Molecular dynamics simulations of dihydro-β-erythroidine bound to the human α4β2 nicotinic acetylcholine receptor

RIS ID

136574

Publication Details

Yu, R., Tae, H., Xu, Q., Craik, D. J., Adams, D. J., Jiang, T. & Kaas, Q. (2019). Molecular dynamics simulations of dihydro-β-erythroidine bound to the human α4β2 nicotinic acetylcholine receptor. British Journal of Pharmacology, 176 (15), 2750-2763.

Abstract

Background and Purpose

The heteromeric α4β2 nicotinic acetylcholine receptor (nAChR) is abundant in the human brain and is associated with a range of CNS disorders. This nAChR subtype has been recently crystallised in a conformation that was proposed to represent a desensitised state. Here, we investigated the conformational transition mechanism of this nAChR from a desensitised to a closed/resting state.

Experimental Approach

The competitive antagonist dihydro‐β‐erythroidine (DHβE) was modelled by replacement of the agonist nicotine in the α4β2 nAChR experimental structure. DHβE is used both in vitro and in vivo for its ability to block α4β2 nAChRs. This system was studied by three molecular dynamics simulations with a combined simulation time of 2.6 μs. Electrophysiological studies of mutated receptors were performed to validate the simulation results.

Key Results

The relative positions of the extracellular and transmembrane domains in the models are distinct from those of the desensitised state structure and are compatible with experimental structures of Cys‐loop receptors captured in a closed/resting state.
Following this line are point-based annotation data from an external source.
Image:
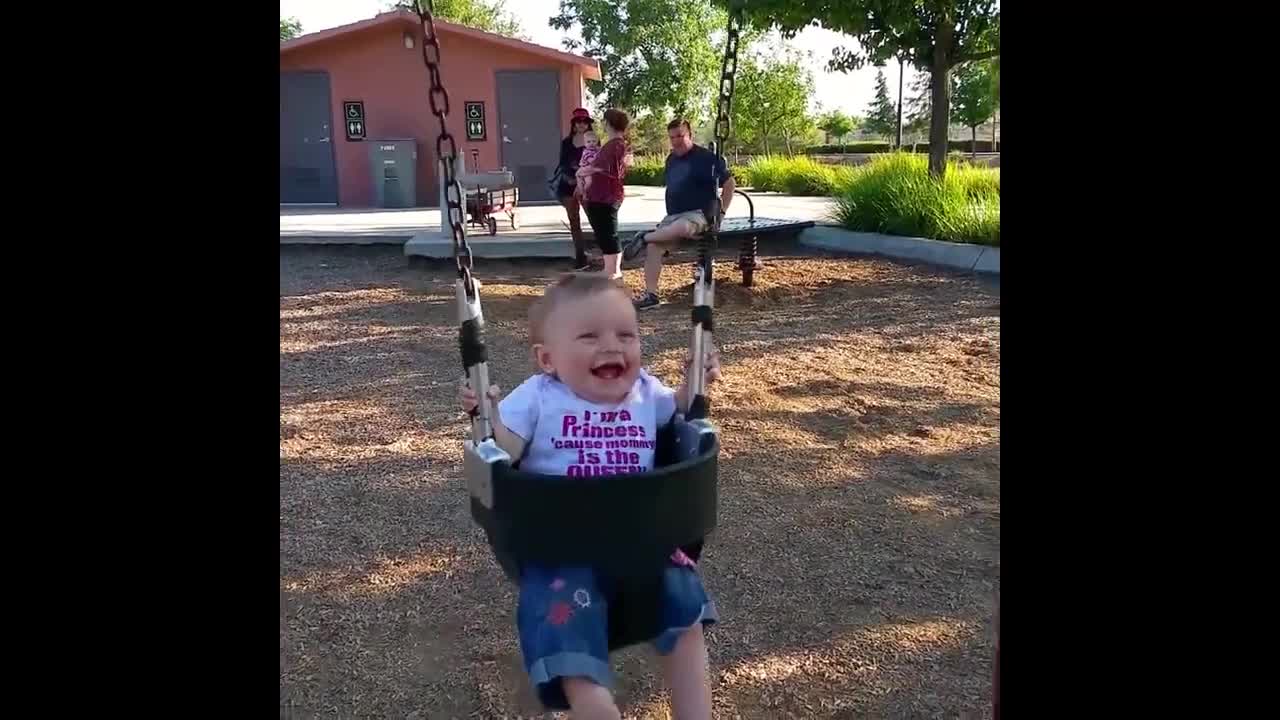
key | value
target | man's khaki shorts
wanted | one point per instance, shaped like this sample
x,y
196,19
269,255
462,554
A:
x,y
695,217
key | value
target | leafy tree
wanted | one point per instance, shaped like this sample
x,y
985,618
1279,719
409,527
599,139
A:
x,y
771,99
649,133
974,99
289,28
919,105
656,55
837,124
933,36
489,16
881,114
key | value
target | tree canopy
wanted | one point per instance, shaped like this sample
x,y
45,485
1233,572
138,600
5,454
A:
x,y
932,36
289,28
656,55
771,99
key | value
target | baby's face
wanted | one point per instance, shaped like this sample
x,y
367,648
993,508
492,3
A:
x,y
593,345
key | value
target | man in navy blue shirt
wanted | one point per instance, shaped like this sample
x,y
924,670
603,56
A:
x,y
690,178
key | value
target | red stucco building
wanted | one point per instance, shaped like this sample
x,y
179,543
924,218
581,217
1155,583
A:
x,y
347,87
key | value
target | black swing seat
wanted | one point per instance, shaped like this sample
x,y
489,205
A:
x,y
624,527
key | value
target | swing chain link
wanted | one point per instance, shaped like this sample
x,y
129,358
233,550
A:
x,y
723,128
728,72
446,147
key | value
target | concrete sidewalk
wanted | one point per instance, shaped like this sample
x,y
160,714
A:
x,y
643,208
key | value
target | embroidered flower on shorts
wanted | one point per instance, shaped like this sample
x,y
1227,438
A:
x,y
560,614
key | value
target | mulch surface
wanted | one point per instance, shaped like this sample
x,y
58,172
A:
x,y
856,561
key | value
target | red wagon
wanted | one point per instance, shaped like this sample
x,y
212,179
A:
x,y
484,203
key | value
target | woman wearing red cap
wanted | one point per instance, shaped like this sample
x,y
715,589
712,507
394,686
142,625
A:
x,y
565,182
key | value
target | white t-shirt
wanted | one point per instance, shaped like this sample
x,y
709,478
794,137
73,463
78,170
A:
x,y
568,436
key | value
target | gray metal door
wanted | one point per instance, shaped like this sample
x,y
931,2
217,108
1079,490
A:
x,y
530,128
307,173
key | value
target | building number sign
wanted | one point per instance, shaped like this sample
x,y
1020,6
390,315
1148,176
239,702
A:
x,y
353,114
475,119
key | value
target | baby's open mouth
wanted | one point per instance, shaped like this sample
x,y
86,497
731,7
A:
x,y
608,370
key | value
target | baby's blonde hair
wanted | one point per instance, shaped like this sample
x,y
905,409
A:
x,y
570,286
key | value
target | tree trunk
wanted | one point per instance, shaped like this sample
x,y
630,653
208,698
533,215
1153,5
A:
x,y
941,96
901,72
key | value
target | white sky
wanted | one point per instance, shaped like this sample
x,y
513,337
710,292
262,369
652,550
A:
x,y
851,91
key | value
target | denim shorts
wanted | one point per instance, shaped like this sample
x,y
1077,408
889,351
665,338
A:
x,y
562,619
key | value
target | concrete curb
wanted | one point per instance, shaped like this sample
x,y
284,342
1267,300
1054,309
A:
x,y
344,238
439,246
973,258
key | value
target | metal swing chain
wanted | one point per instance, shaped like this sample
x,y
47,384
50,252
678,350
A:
x,y
439,96
470,317
725,103
704,283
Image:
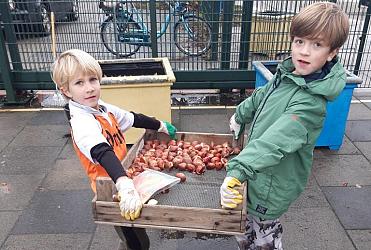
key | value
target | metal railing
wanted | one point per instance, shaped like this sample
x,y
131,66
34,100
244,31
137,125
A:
x,y
239,32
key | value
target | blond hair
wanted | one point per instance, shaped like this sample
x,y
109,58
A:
x,y
322,19
72,62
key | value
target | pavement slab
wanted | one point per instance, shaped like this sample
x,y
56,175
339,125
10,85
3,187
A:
x,y
217,120
28,159
8,220
16,191
11,120
351,205
41,135
76,241
361,238
105,237
313,228
57,212
68,151
171,239
66,175
365,148
338,170
54,117
311,197
359,111
358,130
347,147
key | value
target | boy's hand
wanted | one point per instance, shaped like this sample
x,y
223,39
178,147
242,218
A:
x,y
234,127
130,203
230,197
167,128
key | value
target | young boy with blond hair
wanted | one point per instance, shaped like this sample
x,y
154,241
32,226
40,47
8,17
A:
x,y
97,130
286,117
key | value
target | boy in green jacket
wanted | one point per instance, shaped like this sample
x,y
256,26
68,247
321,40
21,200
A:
x,y
286,117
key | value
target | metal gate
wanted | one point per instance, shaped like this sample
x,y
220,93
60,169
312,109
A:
x,y
237,33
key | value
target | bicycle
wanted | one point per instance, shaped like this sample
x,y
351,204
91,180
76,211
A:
x,y
123,32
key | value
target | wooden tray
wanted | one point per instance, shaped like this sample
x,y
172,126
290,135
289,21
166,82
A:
x,y
183,218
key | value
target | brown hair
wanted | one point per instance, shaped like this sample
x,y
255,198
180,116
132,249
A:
x,y
71,62
321,19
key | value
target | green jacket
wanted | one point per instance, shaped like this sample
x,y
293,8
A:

Conclusions and Implications

Our model suggests that the side chains of α4 L257 (9′) and α4 L264 (16′) are the main constrictions in the transmembrane pore. The involvement of position 9′ in channel gating is well established, but position 16′ was only previously identified as a gate for the bacterial channels, ELIC and GLIC. L257 but not L264 was found to influence the slow component of desensitisation. The structure of the antagonist‐bound state proposed here should be valuable for the development of therapeutic or insecticide compounds.